General insurance was the second-biggest complaint area, representing 21% of cases, behind credit issues on 45%.

By provider type, banks prompted 2367 complaints, followed by general insurers with 1159 and credit providers with 1040.

AFCA launched at the start of last month, taking over from the Financial Ombudsman Service (FOS), Credit and Investments Ombudsman and the Superannuation Complaints Tribunal.

Complaints to the authority across all sectors soared 47% after an information campaign to alert consumers to the new one-stop shop, but general insurance bucked the trend.

“The number of complaints made to AFCA [last month] against general insurers has decreased slightly, by 5%, when compared to complaints made to FOS in October,” a spokesman told

“This is consistent with the decrease in the overall numbers of complaints received by AFCA about general insurance products and follows the trend FOS saw in general insurance over the last six months of operation.”

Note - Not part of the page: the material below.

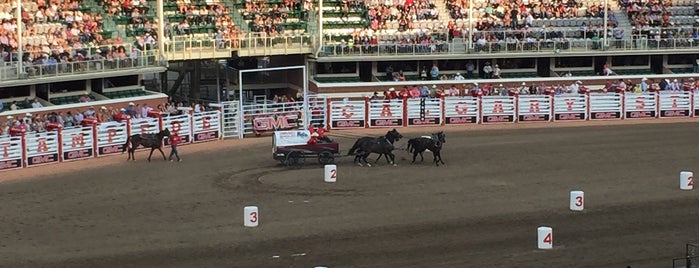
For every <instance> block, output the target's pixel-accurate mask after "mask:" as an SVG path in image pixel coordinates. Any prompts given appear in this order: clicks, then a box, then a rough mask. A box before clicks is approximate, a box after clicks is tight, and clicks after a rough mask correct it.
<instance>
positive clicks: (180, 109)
mask: <svg viewBox="0 0 699 268" xmlns="http://www.w3.org/2000/svg"><path fill="white" fill-rule="evenodd" d="M183 107H189V108H192V111H193V112H195V113H196V112H203V111H205V110H206V108H205V106H204V105H201V104H199V103H192V104H190V105H186V104H184V103H182V102H178V103H175V102H167V103H163V104H159V105H158V106H157V107H156V108H153V107H150V106H149V105H148V104H136V103H133V102H132V103H129V105H127V106H126V107H122V108H119V107H114V106H101V107H99V109H97V108H95V107H94V106H90V107H89V108H87V109H75V110H74V111H67V112H63V111H59V112H49V113H42V114H39V113H34V114H32V113H26V114H24V115H23V116H20V115H16V116H7V117H6V118H4V119H5V121H4V122H2V123H0V136H2V135H5V134H9V130H10V127H12V126H22V127H23V128H24V129H25V131H28V132H30V131H36V132H44V131H46V130H47V125H48V124H49V123H54V125H57V126H61V127H73V126H80V125H83V124H84V123H85V124H87V123H89V124H91V123H93V122H95V121H96V122H111V121H118V120H119V119H120V118H125V117H127V116H128V117H130V118H145V117H149V113H150V112H152V111H159V112H160V113H161V114H163V115H180V114H182V113H183V112H184V111H183V110H181V109H178V108H183ZM86 118H87V119H94V120H88V121H84V120H85V119H86Z"/></svg>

AFCA received more than 13,000 phone inquiries last month, with 6522 complaints from consumers and small businesses.

CEO and Chief Ombudsman David Locke says streamlined processes and systems performed well: 80% of complaints were lodged online and 15% of those received last month have been finalised.

“AFCA provides quick and easy access to fair resolutions,” he said. “This is part of our role in rebuilding trust in the financial services sector,” he said.

Fewer than 6% of licensee members had a complaint lodged against them last month.